Grieving firefighters give to the St. Paul family they worked to save

Inside the burning home, all St. Paul firefighter Jake Ryks could see through the smoke was the faint glow of flames licking up the living room wall.

As Ryks forced open the front door, his radio crackled with news that there could be someone inside the house on Arkwright Street N.

“At that time, I chose to forgo standard practice, and I entered the house alone,” said Ryks, standing in a long line of firefighters and first responders on Saturday morning, recalling a night none of them can forget.

He was standing at the Vang family’s front door. Home to a young mother and father and their six small children, ages 1 through 6.

Beyond the burning living room was a hallway leading to the bedrooms. Ryks checked the bedroom on the right and found a child, who he scooped up and carried to the arms of another firefighter by the door.

Retracing his steps, he located another child. And another, on top of the bunk bed.

By then, the yard was full of flashing lights and rescue crews working desperately to save the children and their mother. Ryks carried the third child for a block until he found an EMS crew with space and performed CPR until they could transport the little one to the hospital. Then he walked back toward the house to see how else he could help.

No one could have done more than the firefighters of St. Paul did that night.

Fire Chief Butch Inks tells them that. The doctors tell them. The anguished Vang family thanked them.

But four of the six Vang children have died from their injuries. Five-year-old twin girls Ntshiab Si and Siv Ntshiab. Their 4-year-old brother, Mauj Tshau Ntuj. And the baby, Mauj CagTxuj Vaj, just a year old.

Their mother, Ker Lor,remains hospitalized, along with her 6-year-old son and 3-year-old daughter.

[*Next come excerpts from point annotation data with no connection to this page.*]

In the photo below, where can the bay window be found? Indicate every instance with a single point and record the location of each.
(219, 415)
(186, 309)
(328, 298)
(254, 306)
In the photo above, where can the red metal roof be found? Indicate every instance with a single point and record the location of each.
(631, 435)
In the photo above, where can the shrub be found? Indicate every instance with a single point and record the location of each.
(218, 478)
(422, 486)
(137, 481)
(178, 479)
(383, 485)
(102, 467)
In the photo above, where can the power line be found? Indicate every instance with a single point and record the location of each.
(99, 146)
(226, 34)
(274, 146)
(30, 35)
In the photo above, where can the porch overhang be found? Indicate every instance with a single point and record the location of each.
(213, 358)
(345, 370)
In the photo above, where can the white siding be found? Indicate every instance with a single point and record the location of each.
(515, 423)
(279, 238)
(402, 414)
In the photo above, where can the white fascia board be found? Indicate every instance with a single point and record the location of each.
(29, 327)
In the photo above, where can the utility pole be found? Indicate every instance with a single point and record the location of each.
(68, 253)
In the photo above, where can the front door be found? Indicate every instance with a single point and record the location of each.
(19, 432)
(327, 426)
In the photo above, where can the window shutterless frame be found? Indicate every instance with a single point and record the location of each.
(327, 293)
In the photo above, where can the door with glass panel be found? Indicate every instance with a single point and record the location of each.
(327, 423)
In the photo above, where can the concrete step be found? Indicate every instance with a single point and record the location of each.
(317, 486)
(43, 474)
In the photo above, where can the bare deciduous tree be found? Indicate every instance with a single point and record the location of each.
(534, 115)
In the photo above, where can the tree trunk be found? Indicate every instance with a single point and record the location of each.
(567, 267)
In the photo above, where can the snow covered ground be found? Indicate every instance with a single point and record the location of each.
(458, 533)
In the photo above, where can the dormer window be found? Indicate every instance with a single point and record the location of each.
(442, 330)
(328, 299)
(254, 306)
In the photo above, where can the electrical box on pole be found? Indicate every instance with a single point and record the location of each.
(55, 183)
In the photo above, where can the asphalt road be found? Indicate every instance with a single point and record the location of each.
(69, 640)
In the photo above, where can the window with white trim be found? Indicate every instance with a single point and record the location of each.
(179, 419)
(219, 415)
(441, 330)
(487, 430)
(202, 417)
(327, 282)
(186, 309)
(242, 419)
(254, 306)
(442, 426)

Their father, Pa Cheng Vang, was at work that night when an unattended candle apparently started the fire. Day after day, he has shuttled between hospitals and hospital beds, posting heartbreaking updates on social media.

“My youngest son … started his journey with his two sisters and older brother to meet grandma on the other side,” Vang shared on Facebook this week. A few posts below, there was a video of the baby, bouncing and giggling, and a photo of the family, snuggling on the couch, ready for the new year. “I pray they will be happy and enjoy each other.”

The tragedy sparked an outpouring of grief and generosity. An entire community grieved and hugged their little ones a little bit tighter at the news.

An online fundraiser for the family had raised more than $460,000. Donations poured in from around the country and as far away as Thailand.

On Saturday, the firefighters of St. Paul gathered to walk through the events of that awful night. A night when everyone did absolutely everything they could. The first fire truck arrived within 4 minutes of the first call for help. Within 5 minutes, there were five fire trucks. In all, 63 emergency responders worked to save the Vang family that night.

Some stepped up to describe the scene minute by minute. Ladder Company 22, first to arrive, battled the flames and reached the children in the other bedroom. Rescue Squad Capt. Joel Waters and his team found Ker Lor.

St. Paul lost more lives to the Jan. 3 fire than all the fire deaths of 2023, and it hurts.

“All of us are reeling,” said Assistant Chief Steve Sampson of the EMS division.

No one could have done more.

But the firefighters still wished there was more they could do.

“The crews who responded, the next day, the next morning, they were wanting to know how we could help the family,” said Mike Smith, president of St. Paul Firefighters Local 21. “These firefighters are never going to forget. A lot of them have kids of their own that same age.”

So the union plans to donate $10,000 to the family.

Something, for a family that has lost almost everything.

“It’s not going to do anything to bring a life back,” Smith said. “But the least we can do is help.”